You’ll have a reputation
Since there were no cross-realm functions, you often ran into the same players, and you could probably name a few of the big players from the best guilds because you always inspected them when you saw them to drool over their epic gear. Some you might have even heard of through word of mouth and nothing else.
This also meant that there were consequences to your actions as people would remember you. You might become well known as a great tank, or for having a lot of enchanting recipes, or maybe even for being a ninja looter.
Your actions and your reputation would affect your time in Azeroth, for better or for worse.
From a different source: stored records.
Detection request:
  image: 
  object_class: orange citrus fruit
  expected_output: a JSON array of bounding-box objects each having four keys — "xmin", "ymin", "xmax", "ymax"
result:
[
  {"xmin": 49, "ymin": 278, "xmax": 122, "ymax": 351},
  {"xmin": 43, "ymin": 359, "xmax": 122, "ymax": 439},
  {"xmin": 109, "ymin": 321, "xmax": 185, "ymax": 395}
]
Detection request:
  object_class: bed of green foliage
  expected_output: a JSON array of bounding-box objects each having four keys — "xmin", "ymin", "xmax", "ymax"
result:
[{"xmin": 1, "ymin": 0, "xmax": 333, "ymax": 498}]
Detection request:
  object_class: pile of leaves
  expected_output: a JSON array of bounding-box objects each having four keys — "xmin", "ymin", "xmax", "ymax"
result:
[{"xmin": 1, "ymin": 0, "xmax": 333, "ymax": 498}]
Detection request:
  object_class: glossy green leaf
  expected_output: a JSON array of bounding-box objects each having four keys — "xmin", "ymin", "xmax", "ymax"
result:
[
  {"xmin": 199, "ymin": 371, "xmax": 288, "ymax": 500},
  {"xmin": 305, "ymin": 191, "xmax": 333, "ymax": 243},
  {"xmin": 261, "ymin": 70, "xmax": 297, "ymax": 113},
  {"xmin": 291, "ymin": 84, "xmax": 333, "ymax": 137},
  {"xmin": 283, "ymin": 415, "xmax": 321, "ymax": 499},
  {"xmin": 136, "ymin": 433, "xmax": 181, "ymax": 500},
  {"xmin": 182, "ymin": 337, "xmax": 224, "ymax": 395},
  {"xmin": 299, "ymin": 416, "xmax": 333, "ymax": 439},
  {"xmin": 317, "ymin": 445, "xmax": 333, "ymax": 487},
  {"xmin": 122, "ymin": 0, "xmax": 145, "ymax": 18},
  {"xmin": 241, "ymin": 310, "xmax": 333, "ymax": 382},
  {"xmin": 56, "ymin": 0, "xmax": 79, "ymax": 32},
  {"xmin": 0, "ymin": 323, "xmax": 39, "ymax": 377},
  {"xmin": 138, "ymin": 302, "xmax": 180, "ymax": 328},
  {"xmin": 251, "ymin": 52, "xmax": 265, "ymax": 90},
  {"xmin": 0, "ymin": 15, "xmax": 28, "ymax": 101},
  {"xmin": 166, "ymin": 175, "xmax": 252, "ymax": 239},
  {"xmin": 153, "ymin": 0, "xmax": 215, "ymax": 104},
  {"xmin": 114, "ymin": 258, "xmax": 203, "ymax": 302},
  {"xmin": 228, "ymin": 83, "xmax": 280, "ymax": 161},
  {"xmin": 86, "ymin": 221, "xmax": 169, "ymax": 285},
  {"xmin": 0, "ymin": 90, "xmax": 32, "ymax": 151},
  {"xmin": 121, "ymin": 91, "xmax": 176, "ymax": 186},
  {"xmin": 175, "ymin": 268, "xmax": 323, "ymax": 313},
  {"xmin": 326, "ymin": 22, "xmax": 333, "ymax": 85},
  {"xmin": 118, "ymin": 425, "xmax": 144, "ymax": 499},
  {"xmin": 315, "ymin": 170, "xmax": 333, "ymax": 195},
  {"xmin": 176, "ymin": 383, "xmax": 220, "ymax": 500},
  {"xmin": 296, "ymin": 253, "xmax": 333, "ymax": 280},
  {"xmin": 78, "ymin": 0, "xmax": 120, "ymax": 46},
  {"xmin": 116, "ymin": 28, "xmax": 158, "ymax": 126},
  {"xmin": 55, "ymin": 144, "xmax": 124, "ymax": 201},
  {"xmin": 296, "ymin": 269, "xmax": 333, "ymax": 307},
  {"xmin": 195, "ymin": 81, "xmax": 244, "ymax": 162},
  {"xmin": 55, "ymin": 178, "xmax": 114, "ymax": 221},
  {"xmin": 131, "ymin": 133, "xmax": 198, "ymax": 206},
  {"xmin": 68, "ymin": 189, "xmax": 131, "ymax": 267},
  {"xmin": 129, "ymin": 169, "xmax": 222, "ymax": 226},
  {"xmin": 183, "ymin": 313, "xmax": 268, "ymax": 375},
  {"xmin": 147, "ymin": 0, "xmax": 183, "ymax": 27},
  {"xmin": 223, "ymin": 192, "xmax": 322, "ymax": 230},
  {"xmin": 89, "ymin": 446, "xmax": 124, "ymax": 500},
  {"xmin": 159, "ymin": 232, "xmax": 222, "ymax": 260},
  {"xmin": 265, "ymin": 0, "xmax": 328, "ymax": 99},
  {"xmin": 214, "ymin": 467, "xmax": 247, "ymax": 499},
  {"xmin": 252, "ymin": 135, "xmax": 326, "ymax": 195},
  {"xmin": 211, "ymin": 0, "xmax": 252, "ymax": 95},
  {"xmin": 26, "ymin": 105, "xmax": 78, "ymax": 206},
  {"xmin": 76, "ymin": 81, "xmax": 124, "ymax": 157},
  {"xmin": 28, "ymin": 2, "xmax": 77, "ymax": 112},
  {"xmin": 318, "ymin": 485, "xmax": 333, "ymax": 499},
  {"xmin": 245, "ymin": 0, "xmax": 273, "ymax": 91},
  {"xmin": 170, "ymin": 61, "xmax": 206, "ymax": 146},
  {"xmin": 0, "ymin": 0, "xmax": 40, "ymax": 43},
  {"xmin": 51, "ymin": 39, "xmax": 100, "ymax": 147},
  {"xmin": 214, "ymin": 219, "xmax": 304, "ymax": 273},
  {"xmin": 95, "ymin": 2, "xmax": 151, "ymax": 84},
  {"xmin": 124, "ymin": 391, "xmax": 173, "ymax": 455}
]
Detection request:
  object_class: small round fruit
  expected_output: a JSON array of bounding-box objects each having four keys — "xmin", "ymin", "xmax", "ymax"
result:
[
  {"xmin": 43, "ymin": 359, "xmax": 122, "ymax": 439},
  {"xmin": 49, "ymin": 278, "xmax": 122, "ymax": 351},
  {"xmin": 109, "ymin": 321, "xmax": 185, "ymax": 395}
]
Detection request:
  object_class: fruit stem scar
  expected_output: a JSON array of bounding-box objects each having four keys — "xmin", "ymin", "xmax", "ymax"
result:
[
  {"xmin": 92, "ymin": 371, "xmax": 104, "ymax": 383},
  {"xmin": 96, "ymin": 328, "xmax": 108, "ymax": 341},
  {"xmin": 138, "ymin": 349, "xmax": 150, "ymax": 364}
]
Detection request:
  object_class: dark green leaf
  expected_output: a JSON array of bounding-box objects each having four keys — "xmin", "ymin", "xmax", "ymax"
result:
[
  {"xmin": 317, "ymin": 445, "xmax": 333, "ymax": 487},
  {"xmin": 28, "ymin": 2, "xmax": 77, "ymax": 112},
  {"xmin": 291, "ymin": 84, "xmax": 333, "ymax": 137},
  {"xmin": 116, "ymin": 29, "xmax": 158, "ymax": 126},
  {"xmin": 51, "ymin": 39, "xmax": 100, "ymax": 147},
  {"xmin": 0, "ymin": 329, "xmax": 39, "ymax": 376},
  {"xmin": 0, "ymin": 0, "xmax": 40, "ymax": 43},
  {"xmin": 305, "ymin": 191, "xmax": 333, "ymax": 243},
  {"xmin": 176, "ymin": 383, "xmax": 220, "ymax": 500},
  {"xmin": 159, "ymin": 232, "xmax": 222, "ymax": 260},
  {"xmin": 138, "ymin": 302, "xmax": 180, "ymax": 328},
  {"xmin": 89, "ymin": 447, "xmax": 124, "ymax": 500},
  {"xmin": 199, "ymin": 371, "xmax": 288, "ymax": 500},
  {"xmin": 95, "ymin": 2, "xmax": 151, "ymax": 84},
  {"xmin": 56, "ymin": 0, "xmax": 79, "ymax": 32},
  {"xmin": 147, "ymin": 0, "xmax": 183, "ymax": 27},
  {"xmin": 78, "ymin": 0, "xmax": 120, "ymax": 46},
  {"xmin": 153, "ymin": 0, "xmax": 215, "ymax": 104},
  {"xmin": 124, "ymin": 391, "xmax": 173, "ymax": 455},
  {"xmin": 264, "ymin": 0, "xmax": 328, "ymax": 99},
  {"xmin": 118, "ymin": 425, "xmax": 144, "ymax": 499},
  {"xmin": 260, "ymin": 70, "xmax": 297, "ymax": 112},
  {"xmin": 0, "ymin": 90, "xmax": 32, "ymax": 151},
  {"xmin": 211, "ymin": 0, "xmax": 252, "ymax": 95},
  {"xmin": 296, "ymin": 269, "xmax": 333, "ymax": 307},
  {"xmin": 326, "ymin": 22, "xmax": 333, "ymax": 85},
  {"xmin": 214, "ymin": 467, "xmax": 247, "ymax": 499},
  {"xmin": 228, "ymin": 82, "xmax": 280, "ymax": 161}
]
You’ll make friends in no time
Let us say you want to do a dungeon while leveling. Today you click a button, and after some time you will have a group up and ready to go. You will then be teleported to the dungeon and go on to do a dungeon that requires little to no effort to complete.
Now, let us say you played an Alliance and wanted to do Scarlet Monastery back in Classic World of Warcraft.
You would first have to either return to Ironforge in search of party members or hope that you could find some in the general chat of your current zone. After finding a few members, you might start questing together while looking for the last 1 or 2 members or chat a bit to pass the time.
Once your group was full, you would have to take the flight to Southshore as that was the closest located flight path you would have at the time. Then you would have to travel on foot from Hillsbrad to the northeastern corner of Tirisfal Glades. Then you would finally be ready to do the dungeon which also required more social interaction than today as crowd controlling mobs and planning was quite crucial for a successful run in Vanilla.
Turns out that having to work together in several ways over a few hours is a more effective bonding experience than joining a dungeon through a button.
There is a reason people today can still name a bunch of people from their original Classic World of Warcraft realm, and this is definitely one of them.
Current World of Warcraft and it’s Vanilla iteration are two entirely different games and cater to vastly different play styles. Both games have huge advantages over the other, and there is no ”best version”.
That said, Classic World of Warcraft is sure to bring more than a few nostalgic feelings to people who miss the more social and roleplay oriented game, and the game can’t come soon enough.